Kipling and Science Fiction
In the view of many modern writers of Science Fiction, Kipling was a pioneer of the genre. See Fred Lerner’s essay A Master of Our Art.
See also:
The Finest Story in the World
A Matter of Fact
.007
The Ship that Found Herself
the Army of a Dream
Wireless
With the Night Mail
Cold Iron
A Doctor of Medicine
As Easy as ABC
In the Same Boat
The Eye of Allah
Unprofessional
Notes on the Text
[Page 119, line 2] lived in a flint village Before settling at Bateman’s the Kiplings had lived in Rottingdean, a flint village by the sea, which – once at Bateman’s – they often re-visited.
[Page 119, line 2] bare windy chalk downs The South Downs are grassy hills running east to west across Sussex, between the sea and the forest of the Weald, sheep country since time immemorial. Kipling’s house, Bateman’s, lies below the Downs in the Weald. See Michael Smith’s article on “The Sussex Landscape”.
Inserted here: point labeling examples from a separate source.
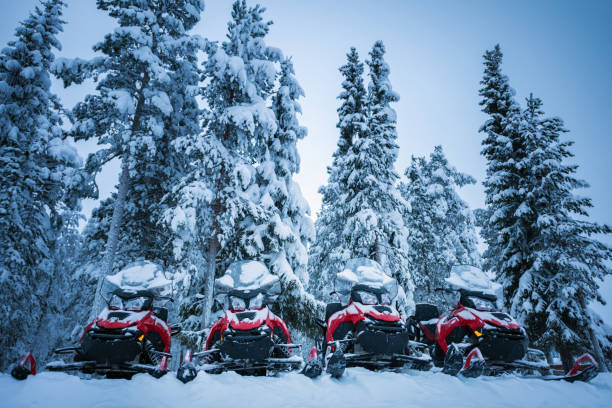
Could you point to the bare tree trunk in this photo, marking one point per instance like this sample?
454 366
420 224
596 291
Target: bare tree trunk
209 279
124 184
[Page 119, line 19] the village water-cart Well into the twentieth century, before English roads were tarred, a water-cart would be sent round in the summer-time to spray the streets to keep down the dust.
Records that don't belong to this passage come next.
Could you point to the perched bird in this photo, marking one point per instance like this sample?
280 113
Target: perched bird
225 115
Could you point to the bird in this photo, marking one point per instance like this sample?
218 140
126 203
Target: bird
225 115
[Page 120, line 15] howling in a desert cf. Deuteronomy 32, 10: ‘He found him in a desert land, and in the waste howling wilderness…’
[Page 120, line 25] bivvering shaking, trembling.
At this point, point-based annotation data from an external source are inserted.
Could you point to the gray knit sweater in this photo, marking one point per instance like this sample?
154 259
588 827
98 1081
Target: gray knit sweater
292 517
[Page 122, line 18] a dew-pond A man-made pond, often on a hilltop, fed by the rain or the dew, for watering sheep and cattle where there are no streams or springs.
[Page 122, line 27] baffed gave a soft blow.
[Page 123, line 10] The Beast The wolf (canis lupus), a fierce predator which hunts in packs, was common in the wilder parts of the English countryside in ancient times, and a menace to men and their live-stock.
[Page 123, line 16] like a thrush with a snail’s shell The thrush, a familiar song-bird in English gardens, catches snails by hammering their shells against a stone till the shell breaks.
[Page 124, line 30 et sequ.] the Children of the Night Because there were deposits of iron ore in the Wealden forest, and ample wood to make charcoal for smelting, the Weald was probably one of the earliest places in Britain in which iron was made to replace flint. This was a technological revolution as momentous in its day as the invention of the computer in the twentieth century, and as new and strange.
In its earliest days the process of making metal from the earth must have seemed a magical secret, to be jealously guarded. Indeed from that time to this, smiths have tended to be men set apart, practising their mysterious craft in secrecy. Kipling is suggesting this separateness in calling the people of the Weald “The Children of the Night”.
[Page 124, line 32] between the Trees and the Sea See the note above on page 119 line 2.
[Page 125, line 28] the naked chalk The Downs are chalk hills, with a thin covering of grass, and few trees.
[Page 130, line 6] the change Fever, perhaps malaria.
[Page 132, line 5] give him your right eye
See the Introduction.
[Page 133, line 6] Tyr god of battle in Norse mythology. See the Introduction.
[Page 136, line 15] barrows Neolithic burial mounds, common in the uplands of southern England; sacred places.
[Page 136, line 33] made himself my Mouth cf. Exodus 4, 16: ‘And he shall be they spokesman unto the people; and he shall be … to thee instead of a mouth, and thou shalt be to him instead of God.’